Dänische Schach-Legende verstirbt kurz nach 75. Geburtstag

von FM Hartmut Metz, 18. September 2010

 

Danish Dynamite"! Die Wortspielerei mit "dänischem Dynamit" verbreitete sich mit dem explosiven Spiel der Fußball-Europameister von 1992. "Danish Dynamite" gab es jedoch schon drei Jahrzehnte früher auf den 64 Feldern: Bent Larsen zündete dies in den 60er und 70er Jahren. Der Däne war nicht nur ein veritabler Sprengmeister auf dem Brett, auch wenn er die feindliche Stellung oft erst nach zähflüssigen Eröffnungsschlachten in Schutt und Asche legte, sondern ebenso ein unermüdlicher Kämpfer, der schnelle Friedensschlüsse verabscheute.

Larsen galt im Westen phasenweise als der gefährlichste und zu Hochzeiten erfolgreichste Turnierspieler der Welt. Dafür erhielt er 1967 den ersten "Schach-Oscar, der jemals verliehen wurde.

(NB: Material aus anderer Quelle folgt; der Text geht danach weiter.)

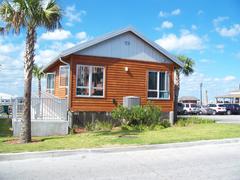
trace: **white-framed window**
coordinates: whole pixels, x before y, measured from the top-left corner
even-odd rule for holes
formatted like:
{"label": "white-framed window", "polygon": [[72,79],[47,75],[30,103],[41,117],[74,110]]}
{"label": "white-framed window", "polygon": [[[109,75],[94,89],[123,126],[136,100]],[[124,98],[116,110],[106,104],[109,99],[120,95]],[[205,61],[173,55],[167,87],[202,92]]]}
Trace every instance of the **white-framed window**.
{"label": "white-framed window", "polygon": [[50,94],[54,94],[54,86],[55,86],[55,73],[47,73],[46,91]]}
{"label": "white-framed window", "polygon": [[148,99],[169,99],[170,81],[169,73],[149,71],[148,72]]}
{"label": "white-framed window", "polygon": [[76,95],[104,97],[105,68],[103,66],[77,65]]}
{"label": "white-framed window", "polygon": [[68,87],[69,66],[59,66],[59,87]]}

Selbst Legende Bobby Fischer erkannte die Leistung an und überließ Larsen 1970 nach einem Disput das prestigeträchtige erste Brett beim legendären Match zwischen der Sowjetunion und dem "Rest der Welt". Gegen Weltmeister Boris Spasski und Leonid Stein trug der Däne 2,5:1,5 Punkte bei, trotzdem siegte die UdSSR insgesamt mit 20,5:19,5.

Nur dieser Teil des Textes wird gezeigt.